Конечно, для большинства из нас это было ерундой. Умирает человек, значит, умирает. Шум поднимать тут не из-за чего. Понятно, что за жизнь цепляешься, сколько силы позволяют, жизнь прекрасна и сладостна. Но потом наступает твой час — и ты уходишь. А если тебя пугает мысль о смерти, ну что ж, спрячь голову под подушку или повернись лицом к стене.

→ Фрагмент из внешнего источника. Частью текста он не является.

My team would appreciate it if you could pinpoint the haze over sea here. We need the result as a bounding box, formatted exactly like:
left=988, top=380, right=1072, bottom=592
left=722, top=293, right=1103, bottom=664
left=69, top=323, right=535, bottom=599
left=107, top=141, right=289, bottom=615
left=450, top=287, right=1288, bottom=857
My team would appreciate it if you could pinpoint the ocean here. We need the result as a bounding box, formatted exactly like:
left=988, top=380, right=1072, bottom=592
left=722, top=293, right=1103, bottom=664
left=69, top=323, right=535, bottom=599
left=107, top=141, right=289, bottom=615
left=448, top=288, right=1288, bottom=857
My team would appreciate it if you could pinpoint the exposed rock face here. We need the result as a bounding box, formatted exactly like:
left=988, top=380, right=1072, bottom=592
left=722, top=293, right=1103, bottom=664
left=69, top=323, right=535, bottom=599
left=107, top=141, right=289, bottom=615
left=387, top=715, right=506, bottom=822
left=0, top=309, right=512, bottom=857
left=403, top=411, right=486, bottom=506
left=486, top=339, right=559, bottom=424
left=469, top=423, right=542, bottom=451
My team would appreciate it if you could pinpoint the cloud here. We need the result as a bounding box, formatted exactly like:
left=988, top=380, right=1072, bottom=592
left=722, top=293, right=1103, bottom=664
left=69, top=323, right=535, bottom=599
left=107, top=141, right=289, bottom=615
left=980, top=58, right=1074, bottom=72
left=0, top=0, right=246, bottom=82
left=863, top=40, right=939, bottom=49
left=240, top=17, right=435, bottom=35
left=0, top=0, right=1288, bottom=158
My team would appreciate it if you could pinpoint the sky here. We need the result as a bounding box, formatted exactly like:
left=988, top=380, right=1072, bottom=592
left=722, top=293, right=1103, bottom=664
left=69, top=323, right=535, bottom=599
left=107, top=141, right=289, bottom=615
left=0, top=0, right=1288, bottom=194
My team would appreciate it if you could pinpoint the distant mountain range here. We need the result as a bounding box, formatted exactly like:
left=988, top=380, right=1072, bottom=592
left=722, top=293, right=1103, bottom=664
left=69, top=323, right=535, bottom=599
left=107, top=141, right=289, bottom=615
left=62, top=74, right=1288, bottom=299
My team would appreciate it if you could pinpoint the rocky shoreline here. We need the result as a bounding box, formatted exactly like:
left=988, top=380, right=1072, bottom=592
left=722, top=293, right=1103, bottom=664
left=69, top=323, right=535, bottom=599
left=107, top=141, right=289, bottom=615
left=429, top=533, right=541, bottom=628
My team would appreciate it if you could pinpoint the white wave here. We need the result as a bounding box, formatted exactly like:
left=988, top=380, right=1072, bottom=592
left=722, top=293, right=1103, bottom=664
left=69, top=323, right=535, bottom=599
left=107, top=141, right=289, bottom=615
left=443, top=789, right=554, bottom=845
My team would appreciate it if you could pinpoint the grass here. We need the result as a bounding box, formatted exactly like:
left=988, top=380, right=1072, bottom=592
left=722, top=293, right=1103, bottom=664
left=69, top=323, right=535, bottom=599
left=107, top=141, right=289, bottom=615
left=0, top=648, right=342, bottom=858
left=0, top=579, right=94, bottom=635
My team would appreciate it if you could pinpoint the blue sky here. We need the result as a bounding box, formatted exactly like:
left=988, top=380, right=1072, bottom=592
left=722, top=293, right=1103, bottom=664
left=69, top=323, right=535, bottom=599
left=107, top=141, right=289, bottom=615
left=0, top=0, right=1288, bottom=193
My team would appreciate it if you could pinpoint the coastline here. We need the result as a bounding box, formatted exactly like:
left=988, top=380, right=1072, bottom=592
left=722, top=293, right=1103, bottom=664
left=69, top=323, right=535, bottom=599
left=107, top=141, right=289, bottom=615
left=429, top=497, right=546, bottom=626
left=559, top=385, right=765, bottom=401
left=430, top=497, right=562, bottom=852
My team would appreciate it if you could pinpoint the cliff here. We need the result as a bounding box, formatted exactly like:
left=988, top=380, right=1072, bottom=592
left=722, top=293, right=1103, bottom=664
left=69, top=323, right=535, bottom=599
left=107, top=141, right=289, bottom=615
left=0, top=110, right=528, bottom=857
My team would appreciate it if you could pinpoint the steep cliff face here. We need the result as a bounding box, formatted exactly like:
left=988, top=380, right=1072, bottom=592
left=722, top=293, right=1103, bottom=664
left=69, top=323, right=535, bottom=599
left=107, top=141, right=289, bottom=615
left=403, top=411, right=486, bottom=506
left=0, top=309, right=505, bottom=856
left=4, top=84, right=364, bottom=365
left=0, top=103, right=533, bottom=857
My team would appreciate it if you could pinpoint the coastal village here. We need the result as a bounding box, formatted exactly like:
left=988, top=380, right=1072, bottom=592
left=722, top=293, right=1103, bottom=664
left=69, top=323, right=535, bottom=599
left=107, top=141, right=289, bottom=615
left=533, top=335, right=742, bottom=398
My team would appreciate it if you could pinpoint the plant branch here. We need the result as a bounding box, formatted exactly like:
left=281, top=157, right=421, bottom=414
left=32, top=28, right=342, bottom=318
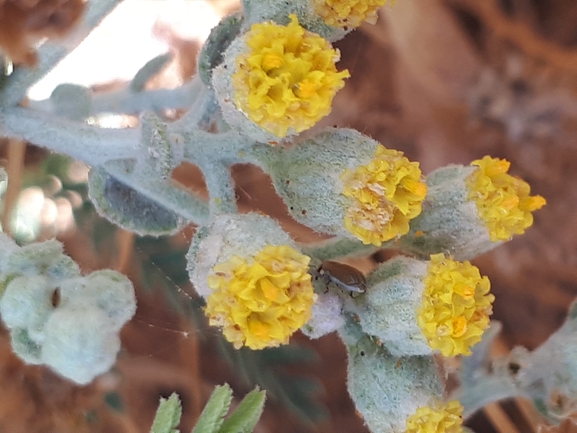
left=0, top=107, right=140, bottom=165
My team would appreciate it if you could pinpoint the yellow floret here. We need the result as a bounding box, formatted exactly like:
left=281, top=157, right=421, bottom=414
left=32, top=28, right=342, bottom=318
left=341, top=146, right=427, bottom=246
left=405, top=400, right=463, bottom=433
left=205, top=245, right=316, bottom=349
left=467, top=156, right=546, bottom=242
left=314, top=0, right=387, bottom=28
left=417, top=254, right=495, bottom=356
left=232, top=15, right=350, bottom=137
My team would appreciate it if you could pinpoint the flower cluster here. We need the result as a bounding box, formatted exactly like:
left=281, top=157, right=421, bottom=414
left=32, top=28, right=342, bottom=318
left=417, top=254, right=494, bottom=356
left=405, top=400, right=463, bottom=433
left=467, top=156, right=546, bottom=242
left=341, top=146, right=427, bottom=246
left=206, top=245, right=315, bottom=349
left=314, top=0, right=387, bottom=28
left=0, top=0, right=86, bottom=66
left=232, top=15, right=349, bottom=137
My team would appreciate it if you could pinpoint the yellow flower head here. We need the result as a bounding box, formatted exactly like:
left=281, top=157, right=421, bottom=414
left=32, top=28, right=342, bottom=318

Однажды утром я проснулся и только надел башмаки, как вдруг понял: кого-то должны освободить. Я так ясно уловил эту мысль и так поверил в нее, будто мне шепнули на ухо: «Кого-то должны освободить». Я постоял минуту, вслушиваясь в эти слова. Они возникли во мне самом, и чем больше я о них думал, тем сильнее верил. Чувство это настолько захватило меня, что после завтрака я стал высматривать Будлонга, чтобы рассказать ему. Но Будлонга не было на поверке, заключенные из его барака объяснили, что он пошел к врачу, потому что вечером его знобило. Малярия, конечно, подумал я. Ничего, увижусь с ним попозже.

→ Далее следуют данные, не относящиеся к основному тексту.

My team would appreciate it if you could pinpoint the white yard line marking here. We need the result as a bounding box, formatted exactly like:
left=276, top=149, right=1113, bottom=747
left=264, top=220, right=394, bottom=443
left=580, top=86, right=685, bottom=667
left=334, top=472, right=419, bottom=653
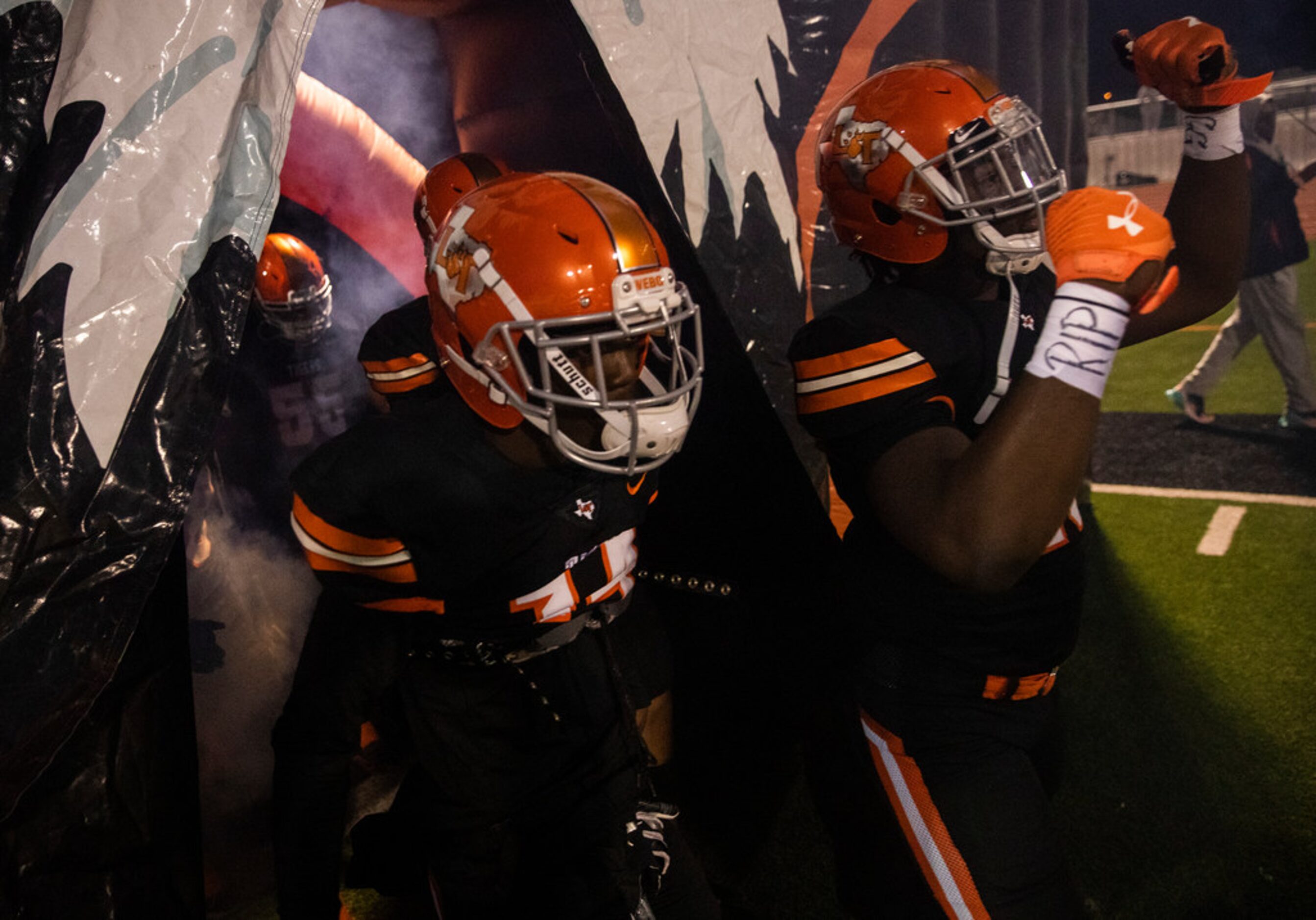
left=1092, top=483, right=1316, bottom=508
left=1197, top=504, right=1247, bottom=556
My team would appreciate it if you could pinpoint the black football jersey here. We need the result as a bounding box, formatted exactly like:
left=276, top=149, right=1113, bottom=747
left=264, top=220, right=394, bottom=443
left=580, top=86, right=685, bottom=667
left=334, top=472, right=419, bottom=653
left=292, top=388, right=657, bottom=642
left=208, top=315, right=370, bottom=538
left=357, top=297, right=446, bottom=407
left=790, top=268, right=1083, bottom=675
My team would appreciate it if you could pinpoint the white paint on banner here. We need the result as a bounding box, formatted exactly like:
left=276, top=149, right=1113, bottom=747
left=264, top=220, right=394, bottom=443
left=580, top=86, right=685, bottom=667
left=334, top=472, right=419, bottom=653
left=572, top=0, right=804, bottom=284
left=20, top=0, right=320, bottom=463
left=1197, top=504, right=1247, bottom=556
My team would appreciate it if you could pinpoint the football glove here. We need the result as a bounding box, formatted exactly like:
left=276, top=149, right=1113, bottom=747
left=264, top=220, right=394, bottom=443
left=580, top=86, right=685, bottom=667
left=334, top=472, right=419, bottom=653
left=1113, top=16, right=1271, bottom=108
left=1046, top=186, right=1179, bottom=313
left=627, top=801, right=681, bottom=894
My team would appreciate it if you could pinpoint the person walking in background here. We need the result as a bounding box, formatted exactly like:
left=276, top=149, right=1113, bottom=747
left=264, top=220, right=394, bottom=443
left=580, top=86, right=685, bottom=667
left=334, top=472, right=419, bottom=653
left=1165, top=96, right=1316, bottom=432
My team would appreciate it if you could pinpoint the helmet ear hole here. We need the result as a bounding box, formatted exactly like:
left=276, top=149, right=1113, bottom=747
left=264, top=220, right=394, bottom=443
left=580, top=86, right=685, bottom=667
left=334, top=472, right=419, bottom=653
left=873, top=199, right=900, bottom=226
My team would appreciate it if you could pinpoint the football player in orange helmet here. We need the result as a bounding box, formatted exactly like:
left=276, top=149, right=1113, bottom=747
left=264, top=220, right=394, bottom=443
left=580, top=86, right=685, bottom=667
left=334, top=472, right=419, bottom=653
left=816, top=61, right=1065, bottom=274
left=254, top=233, right=333, bottom=341
left=357, top=151, right=511, bottom=408
left=274, top=172, right=720, bottom=920
left=428, top=172, right=703, bottom=477
left=790, top=17, right=1265, bottom=920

За работой я начал размышлять, кого же из нас скорей всего освободят. Я припомнил, что перед самым отъездом из Иваига офицер проглядывал наши дела и дал нам понять, что на освобождение могут надеяться человек двенадцать. В том числе Будлонг и я. Я чуть не подпрыгнул. Нас с Будлонгом освободят! Может быть, приказ придет со следующей почтой. Я быстро подсчитал: понедельник, вторник, среда. В среду нас освободят!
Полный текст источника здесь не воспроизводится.